Before that week I looked back and thought about my father's life, and I tried to understand the stress he must have felt about money, the shame he may have felt at taking charity the years we qualified for government support and the kindness of neighbors, the never-ending fatigue that he must have had so often so deeply in his bones. I thought about how the abuse that he experienced from a member of the Church might have contributed to his extreme rigidity, or his temper, or his emotional paralysis.
And I realized, painfully, that I could have done better. I could have been more mature, more thoughtful, and kinder in my letters; I most assuredly could have connected more often. I could have more often let sleeping dogs lie and not comment on something in a vain and futile attempt to make or score a point.
But there was a context for these actions and reactions, for both of us. If we were petty and churlish, easily offended or bullying -- and we were, both of us, all of those things -- well, we're human. In the end, we didn't act from malice. And, in the end, critically, we made the space -- and took advantage of circumstances -- to arrive at something like détente before he died. And in the end, that's enough; it has to be, but it is.

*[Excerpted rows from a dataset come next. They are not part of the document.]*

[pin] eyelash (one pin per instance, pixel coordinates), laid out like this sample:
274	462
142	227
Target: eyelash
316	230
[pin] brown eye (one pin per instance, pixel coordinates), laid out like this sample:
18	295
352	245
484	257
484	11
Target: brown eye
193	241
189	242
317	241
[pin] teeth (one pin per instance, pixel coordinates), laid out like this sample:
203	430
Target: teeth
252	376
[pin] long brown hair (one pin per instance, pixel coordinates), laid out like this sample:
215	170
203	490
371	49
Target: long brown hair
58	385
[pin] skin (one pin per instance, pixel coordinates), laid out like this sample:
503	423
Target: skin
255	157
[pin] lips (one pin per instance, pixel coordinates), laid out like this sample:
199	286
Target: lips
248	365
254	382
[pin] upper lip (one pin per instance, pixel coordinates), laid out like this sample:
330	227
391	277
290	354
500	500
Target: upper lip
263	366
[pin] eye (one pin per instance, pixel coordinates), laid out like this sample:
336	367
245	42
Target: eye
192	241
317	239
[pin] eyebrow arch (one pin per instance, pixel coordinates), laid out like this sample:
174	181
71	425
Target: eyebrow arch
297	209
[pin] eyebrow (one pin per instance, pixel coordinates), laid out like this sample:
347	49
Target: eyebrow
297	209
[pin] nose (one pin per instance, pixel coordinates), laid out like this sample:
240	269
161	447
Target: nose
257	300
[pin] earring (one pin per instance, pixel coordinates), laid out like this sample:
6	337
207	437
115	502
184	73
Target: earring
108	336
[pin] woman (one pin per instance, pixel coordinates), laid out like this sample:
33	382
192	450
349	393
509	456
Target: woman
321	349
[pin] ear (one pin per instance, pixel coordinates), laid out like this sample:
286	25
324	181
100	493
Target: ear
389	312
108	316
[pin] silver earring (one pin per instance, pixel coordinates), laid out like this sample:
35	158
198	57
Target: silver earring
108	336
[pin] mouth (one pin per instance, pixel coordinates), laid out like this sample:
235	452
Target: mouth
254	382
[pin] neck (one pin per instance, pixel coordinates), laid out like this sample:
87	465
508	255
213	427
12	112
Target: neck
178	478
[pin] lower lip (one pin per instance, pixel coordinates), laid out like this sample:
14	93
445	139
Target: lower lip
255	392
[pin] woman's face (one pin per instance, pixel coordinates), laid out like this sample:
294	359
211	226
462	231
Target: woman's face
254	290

And at the end, here’s what matters: we did the best we could.
.
1 comment:
This was really beautiful. Thank you for sharing.
I spoke with someone a few weeks ago who recounted his childhood experiences growing up with his loving grandfather. As he grew older, he started to realize that his grandfather had many prejudices. Most notably, his grandfather was a member of the KKK. It really killed the guy, and I felt for him--it's so hard when those who have cared for you and shown you love can also hurt you with their beliefs.
I think it's incredibly brave that you and your father both did your best for the relationship, despite your differences. You could have chosen to estrange yourself, or spew hatred at him, destroy him, or let him destroy you. But you didn't. You continued to try--in my mind that is the mark of a good, brave soul.